A sorpresa, nella primavera in cui compiva otto anni, il suo amico Salvatore le annunciò che sarebbe partito per la Merica. Avrebbe raggiunto i suoi fratelli più grandi, che lo avevano preceduto in quel posto lontanissimo. Erano gli anni della grande migrazione, i giovani che erano abbastanza intraprendenti lasciavano le terre aride della Sicilia e andavano a "cercà fortuna all’estero" - come diceva la canzone -, specialmente negli Stati Uniti, tanto che nelle periferie delle città oltreoceano cominciavano a proliferare le Little Italy. Salvatore partì una mattina fredda e piovosa e Peppina si sentì molto sola. Quello fu il primo dolore della sua vita.
La Grande Guerra
Piano piano, la vita riprese i suoi ritmi consueti, la bambina si trasformava in una bella ragazza, con un leggero strabismo che dava al suo sguardo un non so che di intrigante.
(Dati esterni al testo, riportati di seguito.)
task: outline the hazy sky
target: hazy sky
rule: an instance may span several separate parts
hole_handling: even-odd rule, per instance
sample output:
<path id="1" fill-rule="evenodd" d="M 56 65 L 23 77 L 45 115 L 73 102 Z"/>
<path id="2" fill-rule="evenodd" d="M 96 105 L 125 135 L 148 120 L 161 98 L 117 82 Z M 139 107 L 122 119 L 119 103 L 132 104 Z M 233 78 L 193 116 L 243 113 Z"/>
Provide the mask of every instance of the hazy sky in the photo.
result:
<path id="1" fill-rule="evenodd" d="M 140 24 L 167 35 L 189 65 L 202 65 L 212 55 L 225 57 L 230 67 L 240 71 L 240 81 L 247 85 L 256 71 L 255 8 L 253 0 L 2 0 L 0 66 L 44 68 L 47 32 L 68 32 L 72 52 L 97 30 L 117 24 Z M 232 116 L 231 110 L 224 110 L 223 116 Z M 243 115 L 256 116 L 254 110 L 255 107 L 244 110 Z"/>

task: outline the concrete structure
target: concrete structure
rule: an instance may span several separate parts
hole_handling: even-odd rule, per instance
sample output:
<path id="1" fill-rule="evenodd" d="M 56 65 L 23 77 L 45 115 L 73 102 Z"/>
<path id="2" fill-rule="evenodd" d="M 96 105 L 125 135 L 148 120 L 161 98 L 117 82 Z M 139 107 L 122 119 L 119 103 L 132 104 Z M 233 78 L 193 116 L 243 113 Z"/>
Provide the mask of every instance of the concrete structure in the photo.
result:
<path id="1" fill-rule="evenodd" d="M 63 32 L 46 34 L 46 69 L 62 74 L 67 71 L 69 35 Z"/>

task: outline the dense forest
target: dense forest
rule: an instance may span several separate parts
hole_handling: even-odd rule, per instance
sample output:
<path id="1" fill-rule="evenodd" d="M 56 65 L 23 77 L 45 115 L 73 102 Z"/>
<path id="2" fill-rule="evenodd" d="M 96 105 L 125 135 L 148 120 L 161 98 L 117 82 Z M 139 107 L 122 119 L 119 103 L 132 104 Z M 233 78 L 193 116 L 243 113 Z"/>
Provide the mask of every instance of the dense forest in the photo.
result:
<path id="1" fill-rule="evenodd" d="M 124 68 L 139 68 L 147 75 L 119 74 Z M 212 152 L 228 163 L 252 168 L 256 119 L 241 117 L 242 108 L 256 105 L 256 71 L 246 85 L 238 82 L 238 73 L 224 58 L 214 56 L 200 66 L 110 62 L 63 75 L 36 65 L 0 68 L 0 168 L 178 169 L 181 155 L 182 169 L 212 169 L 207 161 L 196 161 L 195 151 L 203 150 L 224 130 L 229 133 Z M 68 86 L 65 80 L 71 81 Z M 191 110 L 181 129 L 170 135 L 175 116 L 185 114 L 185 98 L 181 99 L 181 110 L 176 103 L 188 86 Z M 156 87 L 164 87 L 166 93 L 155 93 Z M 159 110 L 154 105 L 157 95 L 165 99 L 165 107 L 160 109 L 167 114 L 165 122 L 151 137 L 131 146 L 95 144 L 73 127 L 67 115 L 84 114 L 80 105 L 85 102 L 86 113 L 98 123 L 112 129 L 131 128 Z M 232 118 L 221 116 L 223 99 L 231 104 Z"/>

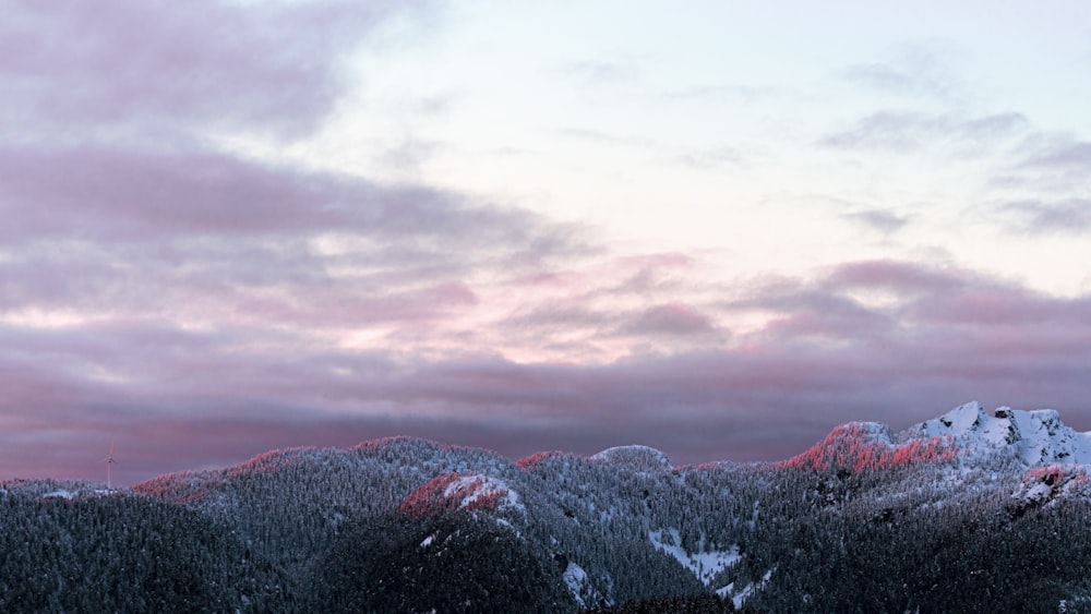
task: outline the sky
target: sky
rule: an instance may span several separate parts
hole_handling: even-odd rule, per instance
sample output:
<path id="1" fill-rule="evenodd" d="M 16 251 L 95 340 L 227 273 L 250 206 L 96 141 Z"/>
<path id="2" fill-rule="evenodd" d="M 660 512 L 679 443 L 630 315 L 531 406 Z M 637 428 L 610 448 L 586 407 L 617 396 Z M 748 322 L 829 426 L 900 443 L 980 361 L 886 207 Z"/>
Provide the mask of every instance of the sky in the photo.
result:
<path id="1" fill-rule="evenodd" d="M 0 12 L 0 479 L 1091 430 L 1086 2 Z"/>

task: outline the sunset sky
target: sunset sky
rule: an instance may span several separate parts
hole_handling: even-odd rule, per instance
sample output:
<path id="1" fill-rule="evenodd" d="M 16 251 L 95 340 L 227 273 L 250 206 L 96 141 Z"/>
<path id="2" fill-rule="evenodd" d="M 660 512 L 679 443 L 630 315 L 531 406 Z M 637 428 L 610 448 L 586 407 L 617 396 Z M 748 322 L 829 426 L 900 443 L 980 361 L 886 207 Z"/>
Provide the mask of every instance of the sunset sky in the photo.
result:
<path id="1" fill-rule="evenodd" d="M 1091 3 L 0 0 L 0 478 L 1091 430 Z"/>

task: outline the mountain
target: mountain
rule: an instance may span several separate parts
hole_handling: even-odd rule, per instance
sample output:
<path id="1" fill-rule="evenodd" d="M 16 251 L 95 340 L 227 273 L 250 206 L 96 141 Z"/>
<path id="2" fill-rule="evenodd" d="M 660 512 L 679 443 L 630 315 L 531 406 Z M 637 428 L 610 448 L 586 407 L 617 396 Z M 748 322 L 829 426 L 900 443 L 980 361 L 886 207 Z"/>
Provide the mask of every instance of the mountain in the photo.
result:
<path id="1" fill-rule="evenodd" d="M 0 611 L 1091 612 L 1089 442 L 971 402 L 780 462 L 395 437 L 129 491 L 12 482 Z"/>

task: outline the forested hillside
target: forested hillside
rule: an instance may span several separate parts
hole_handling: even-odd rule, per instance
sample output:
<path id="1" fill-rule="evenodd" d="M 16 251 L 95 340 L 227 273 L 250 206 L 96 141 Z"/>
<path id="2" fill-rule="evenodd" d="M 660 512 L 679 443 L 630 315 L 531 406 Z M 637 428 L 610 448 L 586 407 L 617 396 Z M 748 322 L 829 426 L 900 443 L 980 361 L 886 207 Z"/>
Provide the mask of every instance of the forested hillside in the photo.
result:
<path id="1" fill-rule="evenodd" d="M 392 438 L 9 483 L 0 610 L 1089 612 L 1084 442 L 970 404 L 776 463 Z"/>

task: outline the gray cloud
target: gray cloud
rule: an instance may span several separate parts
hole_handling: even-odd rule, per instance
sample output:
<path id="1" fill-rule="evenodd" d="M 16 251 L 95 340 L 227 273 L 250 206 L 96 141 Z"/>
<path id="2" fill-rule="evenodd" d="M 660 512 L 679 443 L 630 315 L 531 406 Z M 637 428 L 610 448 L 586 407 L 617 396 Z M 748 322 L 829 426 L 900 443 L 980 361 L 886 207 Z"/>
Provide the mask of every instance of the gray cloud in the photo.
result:
<path id="1" fill-rule="evenodd" d="M 830 132 L 818 144 L 843 149 L 885 149 L 906 153 L 936 142 L 988 144 L 1018 133 L 1028 125 L 1019 113 L 980 117 L 915 111 L 879 111 Z"/>
<path id="2" fill-rule="evenodd" d="M 7 0 L 0 82 L 19 95 L 0 118 L 53 139 L 177 122 L 305 133 L 345 85 L 337 58 L 396 7 Z"/>
<path id="3" fill-rule="evenodd" d="M 1082 234 L 1091 230 L 1091 200 L 1019 201 L 999 210 L 1014 218 L 1008 228 L 1017 232 Z"/>
<path id="4" fill-rule="evenodd" d="M 852 212 L 842 214 L 841 217 L 885 234 L 901 230 L 910 221 L 908 216 L 900 216 L 884 209 Z"/>
<path id="5" fill-rule="evenodd" d="M 854 298 L 862 291 L 896 300 L 873 305 Z M 268 447 L 410 434 L 513 457 L 638 442 L 676 462 L 774 459 L 840 422 L 903 428 L 971 398 L 1055 407 L 1066 422 L 1091 428 L 1088 299 L 895 261 L 735 292 L 722 309 L 771 313 L 762 329 L 730 346 L 597 366 L 407 360 L 392 350 L 305 342 L 298 332 L 263 324 L 204 332 L 155 321 L 55 332 L 9 326 L 0 328 L 0 421 L 8 426 L 0 458 L 9 474 L 51 467 L 97 477 L 100 468 L 86 458 L 100 452 L 58 458 L 38 442 L 83 446 L 112 434 L 132 450 L 139 469 L 128 475 L 135 480 Z M 204 447 L 194 449 L 194 440 Z"/>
Quando la mattina della domenica le tre sorelle si recavano a messa, tutte e tre alte più delle coetanee e floride come voleva la moda dell’epoca, i giovanotti lanciavano sguardi di ammirazione. Nel periodo di carnevale spesso venivano organizzate feste da ballo, alle quali Peppina partecipava sempre con le sorelle. Il padre era molto ricercato in quelle occasioni, perché sapeva comandare in francese la quadriglia: il ballo di moda all’epoca che vedeva fronteggiarsi dame e cavalieri, e la giovane donna veniva spesso invitata a ballare dai ragazzi del paese. Una volta, durante un ballo in piazza - aveva sedici anni ed un vestito nuovo di mussola azzurra -, venne invitata a ballare un valzer, nientedimeno che dal barone di un paese vicino; questo episodio la consacrò la più bella del paese.